神様、お願い。俺のことなんてどうでもいいから。
アイツを、救ってやってください。
八月。
蝉が夏の本番を告げるように大きな音で鳴く。
俺はそんな鳴き声を聞きながら自転車を漕いでいた。
ある小さな小さな田舎町。ここで俺は生まれて、育ってきた。
汗で蒸れてるTシャツを手で掴み軽く引っ張り、パタパタ仰ぐ。生暖かい風が体に当たる。
「……っ、はぁ、」
不意に、肺の奥が焼けるように熱くなって、俺は一度自転車を止めた。
ただの夏バテ、なんて嘘を自分につくのにも、もう慣れた。 カレンダーに残された赤い印が、俺のタイムリミットを刻んでいる。
自転車のカゴに入っている花束が風にあたりビニール独特の音を立てる。その音をただただ聞いていた。
「…行かねぇーと。」
俺はまたサドルに跨る。自分の頬を強く叩いて、ハンドルを握る。
坂道を登って降りて。畑の横を回り、虫取りしてる子供の横を通って俺は何キロも先にある目的地に向かう。
そこには俺の大切な人がいる。
きっと俺の到着を1人、気長に待っているはずだ。
段々と人気の多い街に近づいてくる。
人に当たらないよう慎重に自転車のハンダドルを握りながら道を走る。
駐輪場に自転車をとめた。

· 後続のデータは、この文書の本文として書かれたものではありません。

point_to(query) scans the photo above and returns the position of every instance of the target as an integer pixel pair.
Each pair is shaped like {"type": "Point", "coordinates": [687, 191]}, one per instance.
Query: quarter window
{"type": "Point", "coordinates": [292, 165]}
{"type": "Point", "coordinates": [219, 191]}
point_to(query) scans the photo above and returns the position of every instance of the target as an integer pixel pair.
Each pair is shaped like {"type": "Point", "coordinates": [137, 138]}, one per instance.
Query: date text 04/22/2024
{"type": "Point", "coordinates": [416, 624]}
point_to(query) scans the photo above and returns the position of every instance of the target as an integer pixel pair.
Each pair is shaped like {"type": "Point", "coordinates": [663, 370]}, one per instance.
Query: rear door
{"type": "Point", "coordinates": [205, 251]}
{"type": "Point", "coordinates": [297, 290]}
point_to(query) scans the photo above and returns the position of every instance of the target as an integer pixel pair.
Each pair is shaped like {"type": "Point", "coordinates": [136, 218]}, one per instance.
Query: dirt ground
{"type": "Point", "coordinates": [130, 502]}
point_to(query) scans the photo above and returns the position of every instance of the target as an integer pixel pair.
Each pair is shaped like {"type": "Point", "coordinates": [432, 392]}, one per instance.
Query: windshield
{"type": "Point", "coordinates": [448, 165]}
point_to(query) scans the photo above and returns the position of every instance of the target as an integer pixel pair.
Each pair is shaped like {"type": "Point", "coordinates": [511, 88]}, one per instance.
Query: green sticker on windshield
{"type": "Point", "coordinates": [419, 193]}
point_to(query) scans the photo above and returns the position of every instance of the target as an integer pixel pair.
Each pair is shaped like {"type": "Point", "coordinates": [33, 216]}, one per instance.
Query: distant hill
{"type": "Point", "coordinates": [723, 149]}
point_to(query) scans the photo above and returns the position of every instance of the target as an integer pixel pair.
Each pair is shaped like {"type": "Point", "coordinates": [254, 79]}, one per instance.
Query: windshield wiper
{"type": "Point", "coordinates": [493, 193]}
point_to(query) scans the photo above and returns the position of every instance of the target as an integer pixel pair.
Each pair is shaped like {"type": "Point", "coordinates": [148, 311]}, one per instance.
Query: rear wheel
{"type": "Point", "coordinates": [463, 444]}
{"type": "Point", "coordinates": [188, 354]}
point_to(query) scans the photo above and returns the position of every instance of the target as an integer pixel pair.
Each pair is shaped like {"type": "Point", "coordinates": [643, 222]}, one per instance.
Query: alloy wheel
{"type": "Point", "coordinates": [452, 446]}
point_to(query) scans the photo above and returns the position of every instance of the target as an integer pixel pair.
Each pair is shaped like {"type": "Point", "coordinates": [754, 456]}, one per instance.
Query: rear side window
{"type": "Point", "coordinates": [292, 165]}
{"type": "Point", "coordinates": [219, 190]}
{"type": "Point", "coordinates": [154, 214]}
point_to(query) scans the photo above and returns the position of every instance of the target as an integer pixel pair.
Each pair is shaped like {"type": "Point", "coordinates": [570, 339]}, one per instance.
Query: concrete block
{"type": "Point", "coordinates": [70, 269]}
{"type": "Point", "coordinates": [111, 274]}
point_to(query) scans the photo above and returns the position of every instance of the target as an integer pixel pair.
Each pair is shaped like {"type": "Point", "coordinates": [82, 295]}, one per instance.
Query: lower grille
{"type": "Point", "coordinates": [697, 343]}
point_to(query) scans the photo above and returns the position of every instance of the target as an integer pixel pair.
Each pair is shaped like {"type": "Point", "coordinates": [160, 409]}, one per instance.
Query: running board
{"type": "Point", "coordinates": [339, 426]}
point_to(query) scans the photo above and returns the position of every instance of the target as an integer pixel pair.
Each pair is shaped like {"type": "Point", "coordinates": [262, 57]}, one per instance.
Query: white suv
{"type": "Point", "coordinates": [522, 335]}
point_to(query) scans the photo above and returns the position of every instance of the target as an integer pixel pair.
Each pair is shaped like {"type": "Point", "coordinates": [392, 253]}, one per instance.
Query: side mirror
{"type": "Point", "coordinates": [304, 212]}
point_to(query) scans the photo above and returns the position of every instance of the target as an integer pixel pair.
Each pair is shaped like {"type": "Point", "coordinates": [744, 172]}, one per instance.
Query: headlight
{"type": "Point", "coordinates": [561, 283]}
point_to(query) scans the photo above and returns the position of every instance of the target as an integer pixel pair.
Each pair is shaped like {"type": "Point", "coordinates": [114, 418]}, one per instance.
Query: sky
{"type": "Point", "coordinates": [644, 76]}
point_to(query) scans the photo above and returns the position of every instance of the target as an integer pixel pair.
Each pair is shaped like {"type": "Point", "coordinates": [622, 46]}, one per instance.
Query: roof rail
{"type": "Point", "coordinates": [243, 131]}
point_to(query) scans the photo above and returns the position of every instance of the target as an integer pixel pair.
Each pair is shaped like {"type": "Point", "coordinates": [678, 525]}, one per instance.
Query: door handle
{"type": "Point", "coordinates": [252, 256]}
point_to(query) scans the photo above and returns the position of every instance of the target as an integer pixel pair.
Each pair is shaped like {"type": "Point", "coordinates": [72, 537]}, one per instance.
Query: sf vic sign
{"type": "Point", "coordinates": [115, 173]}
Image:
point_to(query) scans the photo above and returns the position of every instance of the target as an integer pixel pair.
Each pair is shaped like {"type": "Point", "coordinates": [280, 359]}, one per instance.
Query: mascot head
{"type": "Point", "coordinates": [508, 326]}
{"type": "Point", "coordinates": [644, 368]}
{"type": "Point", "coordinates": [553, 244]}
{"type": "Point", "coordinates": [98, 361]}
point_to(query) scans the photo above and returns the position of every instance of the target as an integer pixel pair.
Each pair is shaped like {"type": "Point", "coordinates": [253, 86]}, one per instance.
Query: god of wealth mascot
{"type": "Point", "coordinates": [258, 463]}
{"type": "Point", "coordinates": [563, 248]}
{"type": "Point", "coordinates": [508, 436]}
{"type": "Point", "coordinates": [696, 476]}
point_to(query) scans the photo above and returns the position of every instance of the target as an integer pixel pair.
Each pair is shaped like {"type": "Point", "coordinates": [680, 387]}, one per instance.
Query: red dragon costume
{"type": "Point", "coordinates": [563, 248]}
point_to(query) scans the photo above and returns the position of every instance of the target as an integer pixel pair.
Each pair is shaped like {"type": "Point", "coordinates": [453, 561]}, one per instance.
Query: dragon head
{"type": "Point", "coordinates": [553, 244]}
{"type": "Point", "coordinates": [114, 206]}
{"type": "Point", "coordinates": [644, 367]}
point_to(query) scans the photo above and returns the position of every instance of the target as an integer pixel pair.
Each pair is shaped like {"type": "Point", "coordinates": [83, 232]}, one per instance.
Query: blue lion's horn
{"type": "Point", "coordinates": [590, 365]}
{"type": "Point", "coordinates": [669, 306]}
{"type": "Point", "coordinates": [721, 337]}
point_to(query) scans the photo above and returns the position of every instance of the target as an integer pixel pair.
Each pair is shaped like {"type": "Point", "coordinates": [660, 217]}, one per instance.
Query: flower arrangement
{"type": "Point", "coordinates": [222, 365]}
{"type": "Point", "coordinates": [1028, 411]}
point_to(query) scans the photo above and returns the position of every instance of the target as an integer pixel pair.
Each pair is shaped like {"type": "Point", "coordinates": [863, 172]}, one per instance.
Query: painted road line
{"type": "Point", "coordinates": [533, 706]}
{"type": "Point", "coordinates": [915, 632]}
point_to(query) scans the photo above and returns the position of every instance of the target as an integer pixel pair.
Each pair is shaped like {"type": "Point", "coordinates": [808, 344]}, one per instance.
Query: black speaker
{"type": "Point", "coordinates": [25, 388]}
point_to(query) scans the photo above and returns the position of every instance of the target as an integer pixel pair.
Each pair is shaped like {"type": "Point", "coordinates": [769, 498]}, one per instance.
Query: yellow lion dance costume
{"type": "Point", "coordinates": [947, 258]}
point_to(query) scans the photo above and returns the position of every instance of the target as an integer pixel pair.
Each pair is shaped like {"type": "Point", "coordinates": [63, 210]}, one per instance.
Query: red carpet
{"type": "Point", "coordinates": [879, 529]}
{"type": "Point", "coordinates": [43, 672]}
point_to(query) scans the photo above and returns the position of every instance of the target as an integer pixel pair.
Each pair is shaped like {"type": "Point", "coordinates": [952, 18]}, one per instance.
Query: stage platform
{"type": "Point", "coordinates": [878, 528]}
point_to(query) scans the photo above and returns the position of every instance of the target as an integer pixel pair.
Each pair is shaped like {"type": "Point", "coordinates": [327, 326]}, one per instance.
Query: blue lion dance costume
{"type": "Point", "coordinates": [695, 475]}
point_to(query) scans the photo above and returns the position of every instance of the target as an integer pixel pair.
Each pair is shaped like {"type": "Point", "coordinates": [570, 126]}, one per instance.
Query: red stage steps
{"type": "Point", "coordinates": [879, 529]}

鍵を抜き取り小走りで自動ドアから目的地に入る。
“⚪︎×総合病院”。この街唯一の大きい病院だ。
受付の人に挨拶を済ませ、二階に上がる。
207号室。約二週間ぶりの再会。
ドアを慎重に開ける。そこにはベットに横たわっているなつの姿が見えた。
ただ、反応はない。無機質な機械音しか鳴らない。俺はベット脇にある椅子に腰掛ける。
なつは瞳を閉じていた。あの綺麗な真紅の瞳を瞼で閉じていた。
腕にはたくさんの管が繋がれ、口元には酸素マスク。なつの命の音が真隣で「ピーっ、ピーっ」となっている。
「なつ、久しぶり」
返答がなかったって気にしない。これが一年前からの日常だから。
「今日はさ、お前の好きな花、買ってきてやったから。」
手に持っていた花束を掲げ、なつにみせる。
「二週間前にやったひまわりの花は枯れちまったからさ。今回は違う花を持ってきた。」
花瓶に持ってきた花をいれて、水を少し足す。
「これ、スイートピー。いい花だろ?」
なつに笑いかけ、俺はもう一度椅子に座る。
「話したいことがいっぱい、いっぱいあるんだ。付き合ってくれよ?」
頭の中でなつが「うん」って言う。
それがただの妄想でも幻想でも幻影でも幻聴でもなんでもよかった。ただなつがそばにいる。
それだけで俺は満たされるから。
___________________________________________________
なつは一年前の6月6日に、事故にあった。
「今日もお前ん家でいいん?」
俺はなつと学校から帰っていた。
いつもと変わらない景色。変わり映えのない景色。畑に田んぼ。所々に建ってある家。
その日、俺は急に色を失うことになる。
「おう。俺の部屋でゲームしようぜ」
「お、いいやん。」
そんな話をしながらいつも通り別れ道で別れた。
「またあとで、」
そう言いながら笑うアイツをずっと見れるものだと思っていた。
けど、違った。ここ最近は見れていない。
自分の家に帰って。10分待っても30分待っても1時間待ってもアイツは来なかった。
お母さんに叱られているんだ。まだ準備してるんた。なつは方向音痴だから迷子になっているんだ。
そうやっていい聞かせてた。
けど、結局夜までなんの連絡もなかった。
19時、突然電話が鳴り響く。家の固定電話からなっているようだった。
「いるま~出てくれる?」
一階から親の声が聞こえてくる。俺は返事をし階段を下りた。
もしかしたらなつなのかも。そんな淡い期待を込めながら。
「はい、紫苑です。」
俺が名乗って数秒の間が開いた。すすり泣く女の日との声も聞こえる気がする。
『いるまくんかな?なつの父です。』
受話器から聞こえてくる程よい低い声。なつの声に似ているのは親子だからか。
「はい、そうですけど?」
『そっか。遅くなってすまないね。落ち着いて聞いてほしいことがある』
”落ち着いて聞いてほしい‘‘ドラマでよく聞く言葉だ。嫌な想像が頭の中を走り回る。
母さんが料理をする音よりも、父さんがテレビを見ている音よりも、なつのお父さんの息遣いの方が、大きく聞こえる。
『なつが、事故に遭って意識不明なんだ。』
そんな言葉が聞こえて、俺は右手でつかんでいた受話器をガタンと音を立てて落とす。
受話器はコードに繋がれたまま、壁にぶつかっては揺れ、空虚な電子音を漏らしている。
……さっきまで、あいつとゲームをするために片付けた部屋の感触が、まだ指先に残っているのに。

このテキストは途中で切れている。